**Featured image credit to afar.com
When staying in Jerusalem, choose Abraham Hostels. I have stayed there three times, and for good reason! It’s clean (one of the most important points for me), and it serves an extensive daily breakfast. The hostel is as social or as private as you want it to be – you’ll never be bored, or angry that people are waking you up in the night. While staying there, there was a musical open mic night that my father actually played at with a guitar from the common area! The staff is helpful and wonderful, and will help set you up on one of their tours; for example the West Bank tour I took, which takes you to three Palestinian cities in one day and was an incredible and necessary experience.
Another fantastic thing about Abraham is that it’s a mere 3-minute walk from Mahane Yehuda shuk, one of my favorite places in the whole world.
Why is it so amazing? You will shortly find out…
WARNING: You are about to see a lot of food porn. I cannot be blamed for your stomach grumbles. All places mentioned are in Jerusalem!

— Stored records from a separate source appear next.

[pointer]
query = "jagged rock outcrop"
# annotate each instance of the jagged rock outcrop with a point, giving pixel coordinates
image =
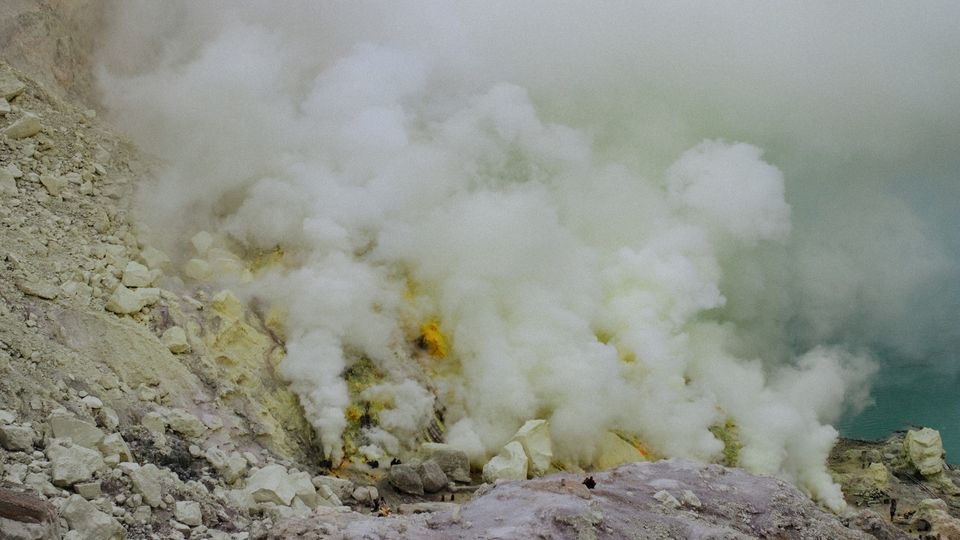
(733, 504)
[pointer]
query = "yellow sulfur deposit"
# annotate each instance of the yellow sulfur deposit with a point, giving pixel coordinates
(433, 339)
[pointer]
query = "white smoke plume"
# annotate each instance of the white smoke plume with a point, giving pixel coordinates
(561, 185)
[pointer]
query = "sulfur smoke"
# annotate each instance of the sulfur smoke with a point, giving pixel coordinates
(649, 218)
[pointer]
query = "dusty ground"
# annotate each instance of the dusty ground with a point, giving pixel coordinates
(170, 430)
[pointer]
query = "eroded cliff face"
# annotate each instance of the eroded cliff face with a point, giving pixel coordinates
(139, 398)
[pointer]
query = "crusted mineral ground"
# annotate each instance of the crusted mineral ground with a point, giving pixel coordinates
(139, 399)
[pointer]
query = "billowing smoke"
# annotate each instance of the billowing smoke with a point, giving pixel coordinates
(648, 218)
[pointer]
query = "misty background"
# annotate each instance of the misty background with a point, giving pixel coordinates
(719, 187)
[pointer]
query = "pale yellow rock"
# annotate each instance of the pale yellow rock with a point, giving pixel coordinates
(136, 275)
(10, 85)
(38, 288)
(509, 464)
(184, 423)
(534, 436)
(176, 340)
(53, 184)
(8, 184)
(877, 473)
(125, 301)
(27, 126)
(154, 259)
(924, 450)
(614, 451)
(198, 269)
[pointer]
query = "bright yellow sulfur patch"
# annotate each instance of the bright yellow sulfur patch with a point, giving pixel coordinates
(433, 339)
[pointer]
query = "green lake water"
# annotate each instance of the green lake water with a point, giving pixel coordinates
(908, 396)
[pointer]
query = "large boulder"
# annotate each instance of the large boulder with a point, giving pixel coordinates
(509, 464)
(455, 463)
(432, 476)
(534, 436)
(71, 463)
(92, 524)
(67, 426)
(146, 481)
(924, 451)
(22, 515)
(340, 487)
(405, 478)
(273, 484)
(17, 438)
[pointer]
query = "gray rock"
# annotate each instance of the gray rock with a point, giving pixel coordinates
(735, 504)
(432, 476)
(454, 463)
(10, 85)
(342, 488)
(185, 423)
(188, 513)
(272, 484)
(71, 463)
(38, 288)
(88, 490)
(66, 426)
(17, 438)
(27, 125)
(365, 494)
(406, 479)
(146, 481)
(113, 444)
(91, 523)
(23, 516)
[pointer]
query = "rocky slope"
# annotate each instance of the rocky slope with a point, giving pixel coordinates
(139, 400)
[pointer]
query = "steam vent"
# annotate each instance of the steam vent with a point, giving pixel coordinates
(479, 270)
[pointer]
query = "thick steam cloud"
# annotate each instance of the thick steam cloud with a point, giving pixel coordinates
(597, 251)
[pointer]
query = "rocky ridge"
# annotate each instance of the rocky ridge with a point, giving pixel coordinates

The featured photo displays the beautiful, heaping abundance you can see in the shuk (a loud, lively market with many and varied sellers of fresh, local fruits and vegetables, bread, sweets, dried goods, cell phone covers, you name it!). It captures the gorgeous colors of the tavlinim (spices), and it captures your senses too…
It had been 4 years since I’d experienced the glory of the shuk… the wandering around and never being able to find your way back to that spot, the way you go in the same entrance but the shops have seemed to rearrange depending on the time of day, the heaps of fresh dates or bright pomegranates.
The sight of this sundial building was an exciting welcome back to a place where I love to get lost.
I’d be tempted to buy a piece of every one of the many types of halva, a sweet treat made of sesame…
To linger a while at the candy stall pretending to be a child again…
I love the ANONYMITY of the shuk. Crowds of people shopping for their week, not to mention all the Jewish grandmothers swarming on Friday morning before Shabbat. I was warned that if they ran over me with their wheeled carts, it was my fault.
At first, I was too shy to jump into the action, speak to the sellers, shout and bargain on their level. But as I got reimmersed in Hebrew, my tongue and my tastebuds jumped back into the amazing food adventure that is Israeli and Middle Eastern cuisine.
Just a few samples…
On our TALMA food tour, we visited…
this pita master, whose bakery I unfortunately can’t remember, though it was on the outskirts of the shuk. We had Georgian cheese bread, khachapuri, at corner restaurant Khachapuria; hummus and falafel at Rachmo; and smooth sorbet at Mousseline to finish it all off- all conveniently located on the corner of HaEshkol Street.
Though I learned about cheap, delicious and kosher-meat Rachmo on the food tour, I was not blessed by its amazing kubbe until later. Kubbe (koo-beh) are a type of semolina dumpling with minced meat inside. The soup has many varieties, including a sour lemon one (Kubbe Hamusta) which is my favorite, but the one shown here is Kubbe Adom with beets.
I frequented the restaurant Azura, also a kosher meat restaurant with the works – and famous for its hummus. It has many different types of hummus and rice, traditional dishes like kubbe and some things like surprised me, like oxtail, goulash, and moussaka… naturally, as I am also a Greece-lover, I had to try that one. You can see they serve you with pickles and pita, and for good measure there’s a mountainous plate of hummus heaping with chickpeas, egg, and parsley.
Because it was meat-only, there’s NO BECHAMEL in this!!! It was still unbelievable!
I had to capture what the bread stalls look like, but don’t have good enough pictures myself. Credit to afar.com:
You can see bagels, large round pastries with sesame seeds, and the green one is pita or laffa (soft, “Iraqi pita”) with zaatar, a Middle Eastern spice. And when the fresh challah comes out on Fridays, you couldn’t keep me away. (Culture note for Czechs: challah is like vánočka except softer and chewier.)
BONUS: So this doesn’t have anything to do with Mahane Yehuda, but I wanted to mention our “cookout night” in the woods just outside Jerusalem.
Everyone helped out chopping vegetables, seasoning… There was lots of food, which we all cooked ourselves outside on huge pans/poyke pots. It was a typically awesome Israeli experience!